Yeah, it helps me sleep, und I wake up totally clear on Sunday and know what I have to do.

I read once that you stay overnight in your house in Echo Park once a week. Do you still do that?
Yes, being able to work until late at night with nobody disturbing you feels downright wild. When I suggested it to my husband and child they were like, ‘Great, we’ll order pizza!’

You were worried about asking them?
Yeah, even if it would never happen, I was worried that they might think I wasn’t coming back. And these nights do carry a certain risk. I can do what I want and I have total privacy.

The thing I find most interesting about this sort of absence is that removes someone somewhat from the control of their partner.
I don’t want to overstate the significance of these Wednesday evenings, but they are important because for me they’re tied to a great unknown: If I can do that, what else can I do? You start to see that family and marriage structures are arbitrary, and that you should ask yourself, in every little decision, why we do it that way and not completely differently. Moving in together, getting married, having kids, it doesn’t sound so altogether oppressive, but these structures start suppressing you as soon as you deviate from them by even a millimeter. Every marriage is founded on some degree of sexism, just from the way these relationships were conceived of historically, and I take the liberty once a week of escaping this logic at least for a night. And that’s not about saying I have a problem with you. It’s about being brave enough to be as much myself in my marriage as I am in my work.

Perhaps this question is too personal, but why did you as a queer, feminist female artist get married in the first place?
I always hoped to meet a life-long partner but I never had a strong sense about marriage, but Mike did. Still, when I did it, I wasn’t doing it for him, and that surprised me quite a bit. When he asked me if I wanted to marry him, it really overwhelmed me, this huge amount of love and commitment and, in that, the desire to build a life together. But marriage is a big challenge for me, and I think if I were to do it again, I’d probably say we need to find our own version of it, just because the structures we’re then going into are so powerful. Especially since we have a child.

What’s changed since then?
Please don’t get me wrong: My child is the best person in the whole world, and Mike is the person I want to spend my life with, so for that reason I don’t actually talk about the two of them in interviews – because those relationships are sacred for me. But the structures which these relationships take place within shouldn’t be sacred or untouchable – they should be discussed and challenged. Maybe one day my child is on the internet and comes across this interview… therefore I’ll just say: Sweetie, I would do anything for you! If you need me, I’ll stay home on Wednesdays too. But as long as it doesn’t bother you, I will take these nights for myself. Ah, it’s hard to talk about all that. Particularly in Germany, where you love your mothers so much, you really don’t want to come across as a bad one!

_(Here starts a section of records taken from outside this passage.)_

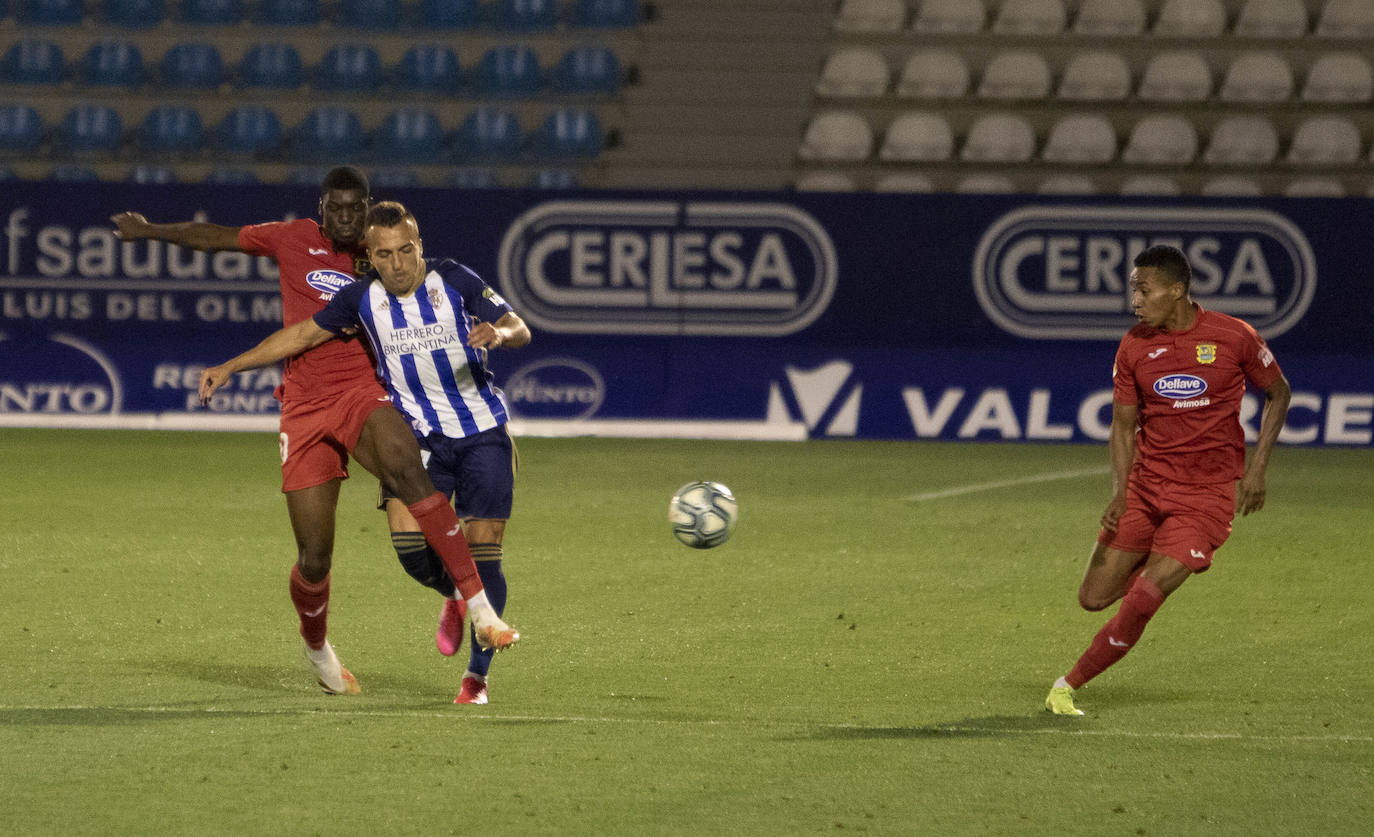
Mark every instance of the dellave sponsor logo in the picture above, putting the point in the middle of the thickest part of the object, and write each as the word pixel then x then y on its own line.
pixel 667 267
pixel 1062 272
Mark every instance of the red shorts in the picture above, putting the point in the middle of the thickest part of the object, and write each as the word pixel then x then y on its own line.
pixel 1186 522
pixel 318 434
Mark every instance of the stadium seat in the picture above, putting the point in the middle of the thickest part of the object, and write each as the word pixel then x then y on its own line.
pixel 191 65
pixel 1175 76
pixel 509 69
pixel 1271 18
pixel 918 136
pixel 871 15
pixel 999 138
pixel 1161 139
pixel 113 63
pixel 606 14
pixel 1109 18
pixel 1016 74
pixel 212 13
pixel 1340 79
pixel 1242 140
pixel 1098 76
pixel 1086 139
pixel 569 132
pixel 1029 17
pixel 836 135
pixel 430 68
pixel 21 128
pixel 933 74
pixel 172 129
pixel 950 17
pixel 1190 18
pixel 587 69
pixel 1325 140
pixel 856 72
pixel 489 132
pixel 526 15
pixel 349 68
pixel 1347 19
pixel 1257 77
pixel 92 129
pixel 410 134
pixel 35 61
pixel 326 134
pixel 289 13
pixel 249 129
pixel 274 66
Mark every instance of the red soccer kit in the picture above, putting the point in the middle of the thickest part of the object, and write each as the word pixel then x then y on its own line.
pixel 1190 444
pixel 327 392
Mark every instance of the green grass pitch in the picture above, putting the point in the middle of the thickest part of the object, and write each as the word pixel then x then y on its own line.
pixel 869 653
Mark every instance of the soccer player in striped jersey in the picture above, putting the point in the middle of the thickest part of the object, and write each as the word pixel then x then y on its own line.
pixel 1178 455
pixel 430 325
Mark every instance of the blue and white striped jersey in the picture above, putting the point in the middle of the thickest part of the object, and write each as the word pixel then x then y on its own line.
pixel 421 348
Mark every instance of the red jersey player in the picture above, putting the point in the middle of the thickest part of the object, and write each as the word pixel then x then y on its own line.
pixel 1178 450
pixel 334 406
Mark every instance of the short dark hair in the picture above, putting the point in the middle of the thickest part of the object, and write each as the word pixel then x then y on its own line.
pixel 1171 261
pixel 345 177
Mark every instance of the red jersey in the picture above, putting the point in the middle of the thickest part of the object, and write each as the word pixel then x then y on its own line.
pixel 1187 388
pixel 311 272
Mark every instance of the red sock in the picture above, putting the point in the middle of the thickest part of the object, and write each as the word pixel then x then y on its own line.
pixel 1121 631
pixel 312 604
pixel 444 533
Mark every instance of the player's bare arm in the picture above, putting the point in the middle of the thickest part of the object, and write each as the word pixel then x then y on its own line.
pixel 198 235
pixel 1249 495
pixel 280 344
pixel 507 333
pixel 1121 452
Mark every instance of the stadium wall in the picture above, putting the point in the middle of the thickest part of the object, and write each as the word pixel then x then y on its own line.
pixel 733 315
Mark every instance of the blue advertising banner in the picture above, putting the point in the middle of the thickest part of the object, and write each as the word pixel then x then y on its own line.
pixel 709 314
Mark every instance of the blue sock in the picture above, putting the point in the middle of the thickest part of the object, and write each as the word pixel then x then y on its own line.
pixel 488 557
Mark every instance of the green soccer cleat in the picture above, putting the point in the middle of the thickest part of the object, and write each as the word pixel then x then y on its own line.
pixel 1061 701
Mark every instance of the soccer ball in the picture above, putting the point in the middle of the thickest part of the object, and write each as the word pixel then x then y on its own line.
pixel 702 514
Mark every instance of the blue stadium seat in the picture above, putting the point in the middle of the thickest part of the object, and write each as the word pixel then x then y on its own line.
pixel 35 62
pixel 569 132
pixel 172 129
pixel 193 65
pixel 289 13
pixel 489 132
pixel 212 13
pixel 430 68
pixel 587 70
pixel 275 66
pixel 151 173
pixel 526 15
pixel 133 14
pixel 21 128
pixel 509 69
pixel 52 13
pixel 250 129
pixel 448 14
pixel 92 128
pixel 113 63
pixel 329 132
pixel 606 14
pixel 349 68
pixel 410 135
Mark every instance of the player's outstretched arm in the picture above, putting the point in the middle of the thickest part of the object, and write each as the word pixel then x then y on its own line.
pixel 280 344
pixel 198 235
pixel 1249 495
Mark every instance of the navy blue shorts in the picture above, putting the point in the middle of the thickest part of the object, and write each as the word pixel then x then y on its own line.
pixel 476 472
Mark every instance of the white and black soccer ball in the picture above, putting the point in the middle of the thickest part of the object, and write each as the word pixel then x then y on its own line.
pixel 702 514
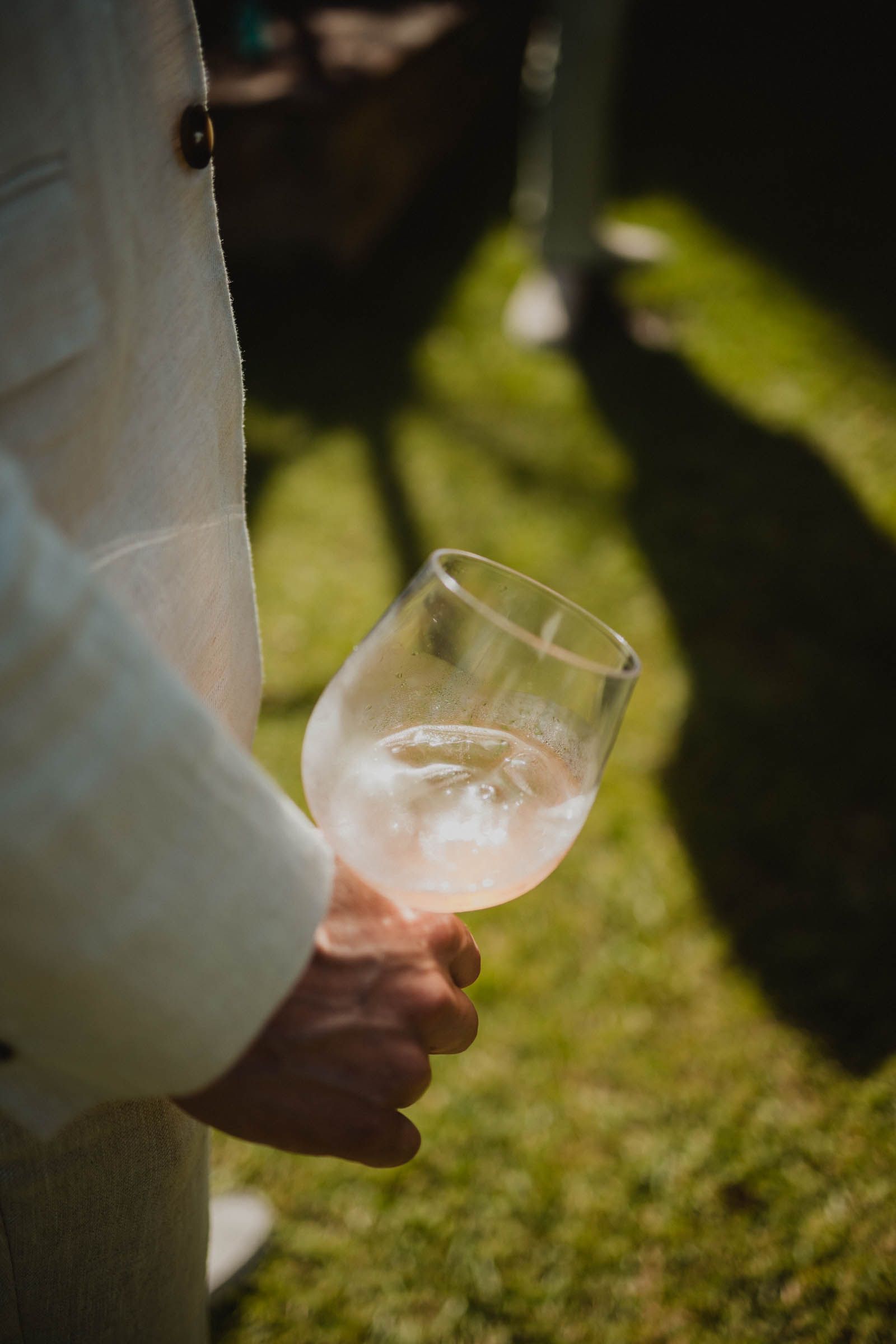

German women are fighting hard to be allowed to be “bad mothers”, so to speak.
And it’s about exactly that: to create this space in order to be able to talk and to write about that, about how many opportunities there are to live life or be a good mother. That we’re stronger than the system we live in, that there’s room for play and experimenting. We can’t allow ourselves to live in terror of being bad mothers or parents, and yet you can see this terror in me. I just hope that women needing encouragement right now can get some from this.

And the other people?
Yeah, well, I’m not really worried about them.